I asked this question yesterday, and I think I have come up with an (albeit incomplete) proof of my own that I want to complete. The proof proceeds thus:
Given $x + y = xy$, we infer that $x, y$ are even. Hence, we can take $x = 2x_1$ and $y = 2y_1$ where $x_1, y_1 > 1$ [1]. Substituting this, we get $2x_1 + 2y_1 = 4x_1y_1 \implies x_1 + y_1 = 2x_1y_1$. Similarly, we see that $x_1, y_1$ are even [2] as well, which means $x_1 = 2x_2$ and $y_1 = 2y_2$. Substituting again, we get $x_2 + y_2 = 4x_2y_2$. This repeats infinitely, implying that $x, y$ are divisible by all powers of two. We know this is true only for $(0, 0)$. Hence, our only solutions are $(2, 2)$ and $(0,0)$.
I have the following problems with this proof, the list index refers to parts of the proof:
- Am I allowed to make such an assumption?

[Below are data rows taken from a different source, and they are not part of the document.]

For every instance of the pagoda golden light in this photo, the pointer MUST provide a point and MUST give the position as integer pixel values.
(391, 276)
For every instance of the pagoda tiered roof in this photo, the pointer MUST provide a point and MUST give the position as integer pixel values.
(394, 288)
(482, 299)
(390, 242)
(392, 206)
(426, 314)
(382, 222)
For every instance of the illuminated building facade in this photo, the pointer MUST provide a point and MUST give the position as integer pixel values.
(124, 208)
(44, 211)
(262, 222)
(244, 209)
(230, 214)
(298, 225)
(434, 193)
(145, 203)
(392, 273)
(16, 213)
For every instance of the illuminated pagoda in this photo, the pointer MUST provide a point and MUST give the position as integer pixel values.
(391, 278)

- What can I do about the case where $x_n, y_n$ are both odd? I've tried taking $x_1 = 2x_2 + 1$ and $y_1 = 2y_2 + 1$, but I get a contradiction ($x_2 + y_2 = -4x_2y_2$). So do I conclude they can't both be odd?
I am aware this is a triviality to solve using algebra, but I really want to understand the concept of infinite descent through this question.
The question admits of no solution via descent, as there is a single solution for $x,y>0$, not a series of hypothetical solutions that descend to one actual solution.
The starting equation is symmetrical in $x,y$. The trivial solution $(0,0)$ is available by inspection. For $x,y>0$, simple division by either $y$ or $x$ gives $$x=1+\frac{x}{y}\\ y=1+\frac{y}{x}$$ Since $x,y \in \mathbb Z$, it follows $\frac{x}{y},\frac{y}{x}\in \mathbb Z$
Together these imply both $x\ge y$ and $y\ge x$, whence $x=y$
Ergo $\frac{x}{y}=1,\frac{y}{x}=1$, and $x=2,y=2$